Title : Flexible analyses of population-based pharmaco-epidemiological studies of comparative effectiveness and safety of drugs
Recent large governmental initiatives e.g. Canadian Drug Safety and Effectiveness Network or the US Sentinel program, emphasize the need to assess the real-life effectiveness and safety of drugs in populationbased studies. Increasing availability of large databases, generated through electronic health records makes such studies more and more popular, and enhances their impact on the policy makers decisions regarding which drugs are withdrawn from the market, as well as on clinicians decisions regarding how and to whom the specific drugs are prescribed. Whereas such large database studies ensure adequate statistical power, they typically rely on conventional statistical models, and use simplistic metrics of drug use, e.g. current dose, or any use in the past 3 months. Yet, these metrics ignore important variation in the patterns of drug use in real-life clinical practice, where daily doses, treatment duration, frequency of treatment interruptions, all vary substantially between subjects and within-subjects over time. We present both simulation-based and real-life data illustrating how the above limitations of the models used in comparative effectiveness and safety studies seriously hamper the ability to detect the important benefits or adverse effects of a drug. We then demonstrate how our new, flexible statistical methodology, that accounts for variation in drug use patterns and for cumulative effects of past drug use, helps assessing accurately the causal effects of drugs in population-based studies and produces results consistent with the drug pharmaco-dynamics/-kinetics characteristics. The advantages of our new methodology are illustrated with empirical pharmacoepidemiological studies of the associations between: (1) benzodiazepines and fractures, (2) oral glucocorticoids and infections, (3) thiazide diuretics and cardiovascular disease.
Audience Take Away:
• This talk will help the audience understand the analytical challenges involved in assessing real-life safety and effectiveness of drugs and, as a consequence, improve the accuracy and validity of their own studies.

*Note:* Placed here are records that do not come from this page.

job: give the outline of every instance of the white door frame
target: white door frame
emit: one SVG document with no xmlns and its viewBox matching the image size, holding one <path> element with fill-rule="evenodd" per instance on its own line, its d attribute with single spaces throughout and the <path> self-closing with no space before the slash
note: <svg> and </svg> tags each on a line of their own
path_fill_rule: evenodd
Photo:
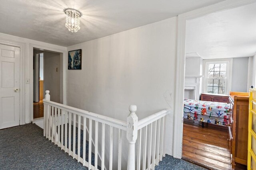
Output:
<svg viewBox="0 0 256 170">
<path fill-rule="evenodd" d="M 36 44 L 30 44 L 30 121 L 33 121 L 33 98 L 34 96 L 34 92 L 33 91 L 33 49 L 34 48 L 39 49 L 42 51 L 54 51 L 58 53 L 60 53 L 60 61 L 61 66 L 63 67 L 63 74 L 61 78 L 61 85 L 62 85 L 63 89 L 60 89 L 60 92 L 62 92 L 62 94 L 63 94 L 63 96 L 61 96 L 62 93 L 60 93 L 60 101 L 61 102 L 62 102 L 64 104 L 66 104 L 66 67 L 67 63 L 66 63 L 66 58 L 67 58 L 67 55 L 66 55 L 66 51 L 65 50 L 61 50 L 59 49 L 55 49 L 53 48 L 48 47 L 47 47 L 43 46 L 42 45 L 38 45 Z M 62 63 L 62 64 L 61 64 Z M 62 81 L 62 82 L 61 82 Z"/>
<path fill-rule="evenodd" d="M 25 46 L 24 43 L 12 42 L 3 39 L 0 39 L 0 44 L 5 45 L 10 45 L 17 47 L 20 48 L 20 125 L 23 125 L 26 123 L 25 115 L 24 114 L 25 108 L 25 102 L 23 101 L 25 100 L 25 90 L 24 87 L 25 86 L 24 83 L 25 82 L 25 76 L 23 70 L 25 70 L 25 63 L 24 62 L 24 57 L 25 56 Z"/>
<path fill-rule="evenodd" d="M 185 79 L 186 29 L 187 20 L 200 17 L 212 13 L 232 9 L 255 2 L 254 0 L 225 1 L 194 10 L 178 16 L 176 86 L 174 105 L 173 156 L 182 156 L 183 100 Z"/>
</svg>

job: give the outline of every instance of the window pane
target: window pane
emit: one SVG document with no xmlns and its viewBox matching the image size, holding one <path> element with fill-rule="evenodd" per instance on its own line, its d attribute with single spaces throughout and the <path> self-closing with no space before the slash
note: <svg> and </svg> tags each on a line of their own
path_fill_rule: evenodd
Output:
<svg viewBox="0 0 256 170">
<path fill-rule="evenodd" d="M 208 65 L 208 71 L 213 71 L 214 67 L 214 64 L 210 64 Z"/>
<path fill-rule="evenodd" d="M 213 86 L 213 80 L 209 79 L 208 80 L 208 83 L 207 83 L 207 86 Z"/>
<path fill-rule="evenodd" d="M 225 87 L 220 87 L 219 88 L 219 94 L 225 94 Z"/>
<path fill-rule="evenodd" d="M 226 78 L 226 72 L 225 71 L 221 71 L 220 72 L 220 78 Z"/>
<path fill-rule="evenodd" d="M 211 71 L 208 72 L 208 78 L 213 78 L 213 73 L 214 72 L 213 71 Z"/>
<path fill-rule="evenodd" d="M 213 86 L 214 87 L 219 86 L 219 79 L 214 80 L 213 80 Z"/>
<path fill-rule="evenodd" d="M 226 86 L 226 80 L 220 80 L 219 86 L 220 87 L 225 87 L 225 86 Z"/>
<path fill-rule="evenodd" d="M 213 91 L 212 93 L 218 94 L 219 93 L 219 88 L 218 87 L 213 87 Z"/>
<path fill-rule="evenodd" d="M 214 64 L 214 72 L 220 71 L 220 64 Z"/>
<path fill-rule="evenodd" d="M 220 77 L 220 72 L 215 72 L 214 71 L 214 75 L 213 76 L 214 78 L 218 78 Z"/>
<path fill-rule="evenodd" d="M 212 87 L 207 87 L 207 93 L 213 93 L 212 92 Z"/>
<path fill-rule="evenodd" d="M 226 71 L 226 64 L 220 64 L 220 71 Z"/>
</svg>

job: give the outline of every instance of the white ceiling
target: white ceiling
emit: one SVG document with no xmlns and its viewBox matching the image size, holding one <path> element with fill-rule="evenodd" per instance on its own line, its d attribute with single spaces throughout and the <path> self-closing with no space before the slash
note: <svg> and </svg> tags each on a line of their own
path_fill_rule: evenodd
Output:
<svg viewBox="0 0 256 170">
<path fill-rule="evenodd" d="M 66 47 L 222 1 L 1 0 L 0 32 Z M 77 33 L 65 27 L 68 8 L 82 13 Z"/>
<path fill-rule="evenodd" d="M 203 59 L 254 55 L 256 3 L 188 21 L 186 39 L 186 53 Z"/>
</svg>

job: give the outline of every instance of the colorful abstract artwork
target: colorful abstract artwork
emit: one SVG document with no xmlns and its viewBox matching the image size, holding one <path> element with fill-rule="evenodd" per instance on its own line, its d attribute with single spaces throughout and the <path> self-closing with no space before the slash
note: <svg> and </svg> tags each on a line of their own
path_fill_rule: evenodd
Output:
<svg viewBox="0 0 256 170">
<path fill-rule="evenodd" d="M 82 69 L 82 49 L 68 51 L 68 70 Z"/>
</svg>

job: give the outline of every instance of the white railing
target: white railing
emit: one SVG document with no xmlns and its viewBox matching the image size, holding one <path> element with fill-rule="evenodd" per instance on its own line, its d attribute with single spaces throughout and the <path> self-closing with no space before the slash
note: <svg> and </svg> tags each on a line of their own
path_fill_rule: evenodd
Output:
<svg viewBox="0 0 256 170">
<path fill-rule="evenodd" d="M 49 92 L 46 91 L 43 100 L 44 136 L 89 170 L 98 170 L 98 166 L 102 169 L 123 169 L 126 162 L 121 159 L 122 149 L 124 153 L 128 151 L 128 170 L 154 170 L 165 156 L 166 117 L 169 110 L 138 121 L 137 107 L 131 105 L 125 122 L 50 101 Z M 128 143 L 122 139 L 123 131 L 126 131 Z M 118 139 L 114 137 L 118 135 Z M 122 141 L 128 149 L 122 147 Z M 117 153 L 113 152 L 115 150 Z M 114 167 L 113 158 L 118 162 Z"/>
</svg>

• By becoming more aware of the methodological issues arising in post-marketing studies of the drugs, the audience will be able to critically assessed the methods and conclusions of published studies.
• For those conference participants that may be (now or in future) actively involved in post-marketing studies, I will provide concrete information that will allow them to both (a) better design their analyses, and (b) use the user-friendly, publicly available software that implements our new state-of-the-art methods.